C’est l’Autorité de sûreté nucléaire (ASN), manifestement surprise et furieuse, qui a dévoilé le pot aux roses dans un communiqué le 2 juin (lire ici). Lors d’une audition des responsables d’EDF le 29 mars, elle a découvert que l’électricien, selon ses termes, avait changé de « stratégie » en matière de démantèlement de centrales nucléaires de première génération. « Cette nouvelle stratégie conduit à décaler de plusieurs décennies le démantèlement de certains réacteurs au regard de la stratégie affichée par EDF en 2001 et mise à jour en 2013 », indique l’ASN dans son communiqué. L’autorité précise qu’elle attend des explications de la part du groupe et qu’elle analysera avec précision si ses intentions sont conformes avec ses obligations de sécurité et législatives.
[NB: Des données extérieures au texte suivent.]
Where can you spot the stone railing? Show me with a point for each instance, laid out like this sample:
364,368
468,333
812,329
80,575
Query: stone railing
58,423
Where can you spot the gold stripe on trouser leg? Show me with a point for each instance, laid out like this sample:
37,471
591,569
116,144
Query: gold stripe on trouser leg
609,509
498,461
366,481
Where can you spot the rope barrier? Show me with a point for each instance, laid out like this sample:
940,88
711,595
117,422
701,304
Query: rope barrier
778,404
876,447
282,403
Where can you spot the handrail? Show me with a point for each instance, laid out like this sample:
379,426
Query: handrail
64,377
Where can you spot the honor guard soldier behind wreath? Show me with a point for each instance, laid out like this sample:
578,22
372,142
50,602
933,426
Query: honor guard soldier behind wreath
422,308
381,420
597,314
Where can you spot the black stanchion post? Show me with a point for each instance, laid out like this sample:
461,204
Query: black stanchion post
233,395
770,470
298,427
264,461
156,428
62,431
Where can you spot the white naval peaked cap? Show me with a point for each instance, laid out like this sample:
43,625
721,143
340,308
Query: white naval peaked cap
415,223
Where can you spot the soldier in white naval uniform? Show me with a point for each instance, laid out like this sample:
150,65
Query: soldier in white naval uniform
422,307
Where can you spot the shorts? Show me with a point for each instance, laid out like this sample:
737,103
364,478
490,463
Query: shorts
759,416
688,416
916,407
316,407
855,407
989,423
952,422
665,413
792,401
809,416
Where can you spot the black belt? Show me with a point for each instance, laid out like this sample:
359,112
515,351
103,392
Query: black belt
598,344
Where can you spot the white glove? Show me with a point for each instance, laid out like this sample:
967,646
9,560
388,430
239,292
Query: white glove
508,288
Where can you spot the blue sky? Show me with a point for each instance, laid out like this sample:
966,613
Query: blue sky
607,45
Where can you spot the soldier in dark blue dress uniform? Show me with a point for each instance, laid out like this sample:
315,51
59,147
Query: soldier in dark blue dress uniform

La loi stipule qu’EDF doit s’engager, sans période d’attente, à déconstruire les centrales arrêtées « dans les meilleurs délais ». Ces dispositions concernent pour l’instant les centrales de première génération, construites toutes à partir de la technologie uranium naturel graphite-gaz (UNGC), une technique abandonnée à la fin des années 1960 au profit de la technologie à eau pressurisée. Six centrales sont concernées. Trois sont implantées sur le site de Chinon (Indre-et-Loire), deux à Saint-Laurent-des-Eaux (Loir-et-Cher), une au Bugey (Ain).

Selon le calendrier fourni par EDF, le démantèlement de toutes ces centrales devait être achevé en 2045. Désormais, le groupe public se refuse à fournir la moindre date, estimant qu’il a besoin de plus de temps et de « retour d’expérience », à la suite d’un changement d’approche sur la méthode de démantèlement de ces centrales.

Jusqu’alors, les ingénieurs d’EDF envisageaient de recourir à un démantèlement sous l’eau des différents éléments des centrales, afin de limiter les risques de radioactivité. « Après examen, nous avons estimé que les technologies envisagées présentaient des risques beaucoup trop importants, et qu’il fallait abandonner le démantèlement sous eau », a expliqué au Monde Sylvain Granger, chargé des questions de démantèlement à EDF, mettant en avant les risques de corrosion et de fuites liquides.

Désormais, EDF envisage de recourir à une technique « sous air », ce qui lui permettrait d’utiliser plus commodément des robots. Mais elle estime qu’il lui faudra des années, peut-être vingt ans, afin de bien mettre au point cette nouvelle technique. Et pour ne rien laisser au hasard, EDF milite pour commencer par une seule centrale – celle de Chinon –, afin de tester les méthodes et les techniques idoines, avant de s’attaquer aux autres. Compte tenu des délais annoncés par EDF, la déconstruction de la première centrale ne devrait pas être achevée avant 2060. Quant aux autres, cela pourrait courir jusqu’au début de l’autre siècle. Peut-on encore parler de démantèlement « dans un délai aussi court que possible », s’interroge l’ASN ?

Depuis le lancement des premiers réacteurs nucléaires, il est prévu qu’EDF en assume la fin de vie et le démantèlement. Ces centrales graphite-gaz sont toutes arrêtées depuis plus de vingt ans. Comment expliquer qu’EDF réalise seulement maintenant qu’elle a fait fausse route dans le choix des techniques de démantèlement ? Comment a-t-elle analysé les expériences entreprises à l’étranger ?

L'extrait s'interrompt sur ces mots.